Notes for the implementer:

  • factor_keys for the default {"E": 2, "B": 1, "S": 2} is ["E", "E", "B", "S", "S"], reproducing the old E²·B·S² objective.

  • A single-factor product (e.g. {"E": 1}) skips the loop entirely and maximizes finalE directly — that's correct.

  • Every key in factor_keys has a nonzero factor, so caps[k] always exists (Task 3 computed caps for exactly those keys).

  • Step 2: Commit

git add solve.py
git commit -m "feat: build objective from factors dict in product or sum mode"

Task 5: Report the actually-maximized objective

Files:

  • Modify: solve.py_report() signature (~line 1651) and its FINAL print (~lines 1854-1858); the _report(...) call inside solve() (~line 1597)

  • Step 1: Add objective params to _report's signature

Append two keyword params after baron_deposits=None:

    baron_deposits=None,
    obj_factors=None,
    obj_mode=None,
):
  • Step 2: Replace the FINAL print

Replace:

    fe, fb, fs = solver.Value(finalE), solver.Value(finalB), solver.Value(finalS)
    print(
        f"\nFINAL  E={fe / 10:.1f}  B={fb / 10:.1f}  S={fs / 10:.1f}   "
        f"product(scaled) = {fe * fb * fs / 1000}   sum = {(fe + fb + fs) / 10:.1f}"
    )

with:

    fe, fb, fs = solver.Value(finalE), solver.Value(finalB), solver.Value(finalS)
    vals = {"E": fe, "B": fb, "S": fs, "C": solver.Value(C[NUM_STEPS + 1])}
    if obj_factors is None:
        # Legacy fallback: old hardcoded E*B*S display.
        obj_str = f"product(scaled) = {fe * fb * fs / 1000}"
    elif obj_mode == "sum":
        terms = [
            f"{f}{k}" if abs(f) != 1 else (k if f > 0 else f"-{k}")
            for k, f in obj_factors.items()
            if f
        ]
        expr = " + ".join(terms).replace("+ -", "- ")
        raw = sum(f * vals[k] for k, f in obj_factors.items())
        obj_str = f"objective {expr} = {raw / 10:.1f}"
    else:
        expr = "*".join(
            k if f == 1 else f"{k}^{f}" for k, f in obj_factors.items() if f
        )
        raw, n = 1, 0
        for k, f in obj_factors.items():
            raw *= vals[k] ** f
            n += f
        # Resource values are x10-scaled, so descale by 10^(sum of exponents).
        obj_str = f"objective {expr} = {raw / 10**n}"
    print(
        f"\nFINAL  E={fe / 10:.1f}  B={fb / 10:.1f}  S={fs / 10:.1f}   "
        f"{obj_str}   sum = {(fe + fb + fs) / 10:.1f}"
    )

Display examples: product {"E": 2, "B": 1, "S": 2}objective E^2*B*S^2 = ... descaled by 10^5; sum {"E": 2, "B": 1, "S": -1}objective 2E + B - S = ... descaled by 10.

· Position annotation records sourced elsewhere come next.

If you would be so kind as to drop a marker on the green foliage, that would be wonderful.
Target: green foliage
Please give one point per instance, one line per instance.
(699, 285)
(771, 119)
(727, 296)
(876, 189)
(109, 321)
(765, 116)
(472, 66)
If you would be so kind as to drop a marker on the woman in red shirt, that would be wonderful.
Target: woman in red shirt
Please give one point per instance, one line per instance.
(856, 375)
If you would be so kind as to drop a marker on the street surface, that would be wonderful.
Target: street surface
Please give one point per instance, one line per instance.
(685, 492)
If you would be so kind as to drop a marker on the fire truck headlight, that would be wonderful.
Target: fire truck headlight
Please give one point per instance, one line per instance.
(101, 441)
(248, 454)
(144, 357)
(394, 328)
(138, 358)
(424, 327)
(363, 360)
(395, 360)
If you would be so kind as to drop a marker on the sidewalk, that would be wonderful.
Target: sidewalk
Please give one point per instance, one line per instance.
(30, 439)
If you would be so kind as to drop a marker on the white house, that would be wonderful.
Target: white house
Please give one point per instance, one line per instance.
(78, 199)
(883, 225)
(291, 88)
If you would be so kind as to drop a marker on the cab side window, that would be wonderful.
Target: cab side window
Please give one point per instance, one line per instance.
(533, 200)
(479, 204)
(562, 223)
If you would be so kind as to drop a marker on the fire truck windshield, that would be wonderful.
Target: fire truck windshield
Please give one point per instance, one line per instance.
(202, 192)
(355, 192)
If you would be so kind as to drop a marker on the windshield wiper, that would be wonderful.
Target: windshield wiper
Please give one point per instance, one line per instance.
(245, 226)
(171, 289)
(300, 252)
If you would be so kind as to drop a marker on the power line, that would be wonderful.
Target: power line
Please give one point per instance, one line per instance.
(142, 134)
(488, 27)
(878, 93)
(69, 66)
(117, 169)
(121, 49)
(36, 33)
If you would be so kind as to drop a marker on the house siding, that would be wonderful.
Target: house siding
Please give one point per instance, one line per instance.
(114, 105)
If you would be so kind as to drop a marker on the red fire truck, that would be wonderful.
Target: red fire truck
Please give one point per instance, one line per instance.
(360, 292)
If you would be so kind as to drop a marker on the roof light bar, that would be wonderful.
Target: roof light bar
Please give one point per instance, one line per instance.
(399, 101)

  • Step 3: Pass the objective through from solve()

At the _report(...) call inside solve(), append two keyword arguments after baron_deposits,:

        baron_deposits,
        obj_factors=obj_factors,
        obj_mode=objective_mode,
    )
  • Step 4: Commit
git add solve.py
git commit -m "feat: report prints the actually maximized objective"

Task 6: Smoke check (user validation)

Per user instruction there are no automated tests. A quick way to confirm the default path is byte-for-byte behavior-compatible:

  • Step 1: Syntax check

Run: uv run python -c "import solve" Expected: no output, exit 0.

  • Step 2: Hand off to user

The user validates solver behavior themselves (e.g. uv run python solve.py should produce the same plan/objective as before the change, now printing objective E^2*B*S^2 = ...).